Zo kun je het op je boterham smeren, maar ook - dat las ik pas ergens - gebruiken om kauwgom mee uit je haar te verwijderen. (Nou heb ik eigenlijk nooit kauwgom in mijn haar en pindakaas in mijn haar lijkt me eerlijk gezegd nóg viezer, maar toch. Handig om te weten.)
Ook kun je over pindakaas heel goed ruzie maken, op een doorsnee maandagochtend.
‘Wat wil je op je derde broodje,’ hoorde ik Henk aan Bo vragen, toen ik de trap af kwam en hij blijkbaar bezig was de lunchtrommels te vullen.
‘Chocopasta,’ antwoordde Bo. (Wat meer klonk als sjookepast.)

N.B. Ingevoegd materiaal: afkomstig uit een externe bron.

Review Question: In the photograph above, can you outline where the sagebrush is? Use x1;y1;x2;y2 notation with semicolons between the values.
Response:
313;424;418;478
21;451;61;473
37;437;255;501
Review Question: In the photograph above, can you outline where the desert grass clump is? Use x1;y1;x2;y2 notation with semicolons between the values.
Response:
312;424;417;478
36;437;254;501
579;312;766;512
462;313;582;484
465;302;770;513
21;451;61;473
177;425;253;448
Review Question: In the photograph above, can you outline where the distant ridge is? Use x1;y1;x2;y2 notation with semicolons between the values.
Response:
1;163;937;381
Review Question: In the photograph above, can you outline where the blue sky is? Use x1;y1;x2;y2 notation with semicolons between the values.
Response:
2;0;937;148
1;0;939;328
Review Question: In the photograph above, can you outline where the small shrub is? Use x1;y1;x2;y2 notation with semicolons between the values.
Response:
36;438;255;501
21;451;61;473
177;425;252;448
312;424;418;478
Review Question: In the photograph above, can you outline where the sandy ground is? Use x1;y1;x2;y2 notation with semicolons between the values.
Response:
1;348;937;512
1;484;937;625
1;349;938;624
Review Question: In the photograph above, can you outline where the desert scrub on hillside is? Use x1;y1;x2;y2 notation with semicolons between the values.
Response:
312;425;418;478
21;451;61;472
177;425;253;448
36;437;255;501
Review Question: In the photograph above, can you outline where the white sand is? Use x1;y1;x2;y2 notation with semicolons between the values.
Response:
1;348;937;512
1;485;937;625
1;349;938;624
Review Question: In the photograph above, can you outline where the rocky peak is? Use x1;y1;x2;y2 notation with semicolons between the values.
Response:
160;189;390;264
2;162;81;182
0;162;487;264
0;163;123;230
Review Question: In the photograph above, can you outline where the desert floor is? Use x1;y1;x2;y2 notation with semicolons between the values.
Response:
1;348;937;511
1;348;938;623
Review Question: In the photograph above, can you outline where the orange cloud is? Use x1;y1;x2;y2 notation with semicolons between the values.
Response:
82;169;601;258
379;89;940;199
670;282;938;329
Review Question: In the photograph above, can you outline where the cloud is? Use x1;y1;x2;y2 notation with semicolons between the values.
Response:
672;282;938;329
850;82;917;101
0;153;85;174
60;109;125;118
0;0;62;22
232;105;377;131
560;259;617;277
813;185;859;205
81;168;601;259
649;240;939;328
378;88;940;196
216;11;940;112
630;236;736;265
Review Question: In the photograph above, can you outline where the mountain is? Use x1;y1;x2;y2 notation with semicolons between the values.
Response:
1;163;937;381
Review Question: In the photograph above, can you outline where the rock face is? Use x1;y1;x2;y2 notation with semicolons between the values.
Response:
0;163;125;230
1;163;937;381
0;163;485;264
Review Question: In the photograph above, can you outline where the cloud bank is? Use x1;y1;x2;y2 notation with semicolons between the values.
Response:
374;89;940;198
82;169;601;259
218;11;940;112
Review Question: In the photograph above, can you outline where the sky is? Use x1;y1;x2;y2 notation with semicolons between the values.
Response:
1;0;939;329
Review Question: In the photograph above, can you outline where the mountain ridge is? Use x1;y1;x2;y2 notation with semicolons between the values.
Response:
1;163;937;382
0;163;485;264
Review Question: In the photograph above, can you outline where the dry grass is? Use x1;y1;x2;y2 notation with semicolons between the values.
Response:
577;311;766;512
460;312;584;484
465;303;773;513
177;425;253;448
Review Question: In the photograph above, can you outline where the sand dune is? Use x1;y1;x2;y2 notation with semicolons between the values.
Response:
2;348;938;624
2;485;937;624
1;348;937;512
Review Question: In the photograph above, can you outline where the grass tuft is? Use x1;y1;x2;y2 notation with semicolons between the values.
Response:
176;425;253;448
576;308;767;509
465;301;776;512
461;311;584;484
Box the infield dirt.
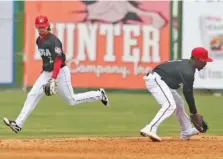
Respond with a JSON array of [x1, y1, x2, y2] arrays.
[[0, 136, 222, 159]]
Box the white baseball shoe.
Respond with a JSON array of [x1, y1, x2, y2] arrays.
[[3, 118, 21, 133], [140, 128, 161, 142], [100, 88, 109, 106], [180, 128, 199, 140]]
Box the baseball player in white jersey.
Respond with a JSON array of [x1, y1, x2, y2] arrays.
[[3, 15, 109, 133]]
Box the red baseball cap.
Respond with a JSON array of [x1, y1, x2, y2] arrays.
[[35, 15, 49, 28], [191, 47, 213, 62]]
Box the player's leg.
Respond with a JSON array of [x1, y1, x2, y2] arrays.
[[3, 72, 50, 133], [171, 89, 199, 140], [56, 66, 109, 106], [140, 72, 176, 141]]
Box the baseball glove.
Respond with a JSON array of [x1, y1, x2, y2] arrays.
[[43, 79, 57, 96], [190, 113, 208, 133]]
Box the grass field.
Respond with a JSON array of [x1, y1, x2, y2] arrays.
[[1, 91, 223, 159], [0, 91, 222, 138]]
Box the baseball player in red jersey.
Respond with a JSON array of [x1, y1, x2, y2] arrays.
[[3, 15, 109, 133]]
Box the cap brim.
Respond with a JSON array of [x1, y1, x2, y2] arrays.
[[204, 57, 213, 62], [35, 24, 48, 28]]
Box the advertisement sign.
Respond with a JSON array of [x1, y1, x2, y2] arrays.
[[182, 1, 223, 89], [0, 1, 14, 85], [24, 1, 170, 89]]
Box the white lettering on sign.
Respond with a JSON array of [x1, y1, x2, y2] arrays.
[[99, 24, 116, 62], [65, 24, 75, 60], [67, 59, 130, 78], [55, 23, 75, 60], [34, 23, 161, 77], [122, 25, 140, 64], [142, 26, 160, 63], [77, 24, 98, 62]]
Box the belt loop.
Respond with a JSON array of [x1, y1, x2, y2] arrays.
[[146, 70, 154, 76]]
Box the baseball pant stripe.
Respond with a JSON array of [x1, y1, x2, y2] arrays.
[[150, 78, 171, 132]]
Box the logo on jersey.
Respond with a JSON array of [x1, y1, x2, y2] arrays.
[[55, 47, 62, 55], [39, 49, 51, 57]]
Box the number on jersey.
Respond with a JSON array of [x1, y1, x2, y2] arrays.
[[48, 57, 54, 63]]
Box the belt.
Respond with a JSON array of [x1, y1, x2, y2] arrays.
[[144, 70, 153, 80], [143, 71, 161, 80], [43, 65, 66, 72], [146, 70, 154, 76]]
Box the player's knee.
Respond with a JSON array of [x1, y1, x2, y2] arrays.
[[169, 101, 176, 110], [162, 101, 176, 111], [66, 99, 78, 106]]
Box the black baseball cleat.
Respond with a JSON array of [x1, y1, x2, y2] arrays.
[[100, 88, 109, 106], [3, 118, 21, 133]]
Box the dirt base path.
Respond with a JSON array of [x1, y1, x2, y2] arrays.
[[0, 136, 222, 159]]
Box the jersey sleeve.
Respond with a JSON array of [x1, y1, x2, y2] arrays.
[[53, 38, 64, 57], [50, 38, 64, 79], [182, 73, 197, 114], [51, 57, 62, 79]]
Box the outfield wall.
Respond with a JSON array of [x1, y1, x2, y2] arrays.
[[6, 1, 223, 91]]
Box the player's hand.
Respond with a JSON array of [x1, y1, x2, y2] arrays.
[[190, 113, 208, 133], [43, 79, 57, 96]]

‘Nee, zei Henk, ‘Je hébt al een broodje met zoet’.
‘Oh,’ zei Bo.
‘Dan doe je pindakaas,’ bemoeide ik me ermee.
‘Ze hééft al een broodje met zoet.’
‘Pindakaas is toch niet zoet?’
‘Wel.’
‘Niet.’
‘Wel. Zit tjokvol met suiker.’
‘Echt niet.’ Ik greep de pot en las voor wat er op het etiket stond: ‘85% pinda’s, plantaardige olie, plantaardige vetten en zout. Das geen suiker hè.’
‘Kun je wat zachter praten? Je schreeuwt een beetje.’
‘Ik schreeuw helemaal niet.’
‘Je schreeuwt wel. Je schreeuwt altijd meteen.’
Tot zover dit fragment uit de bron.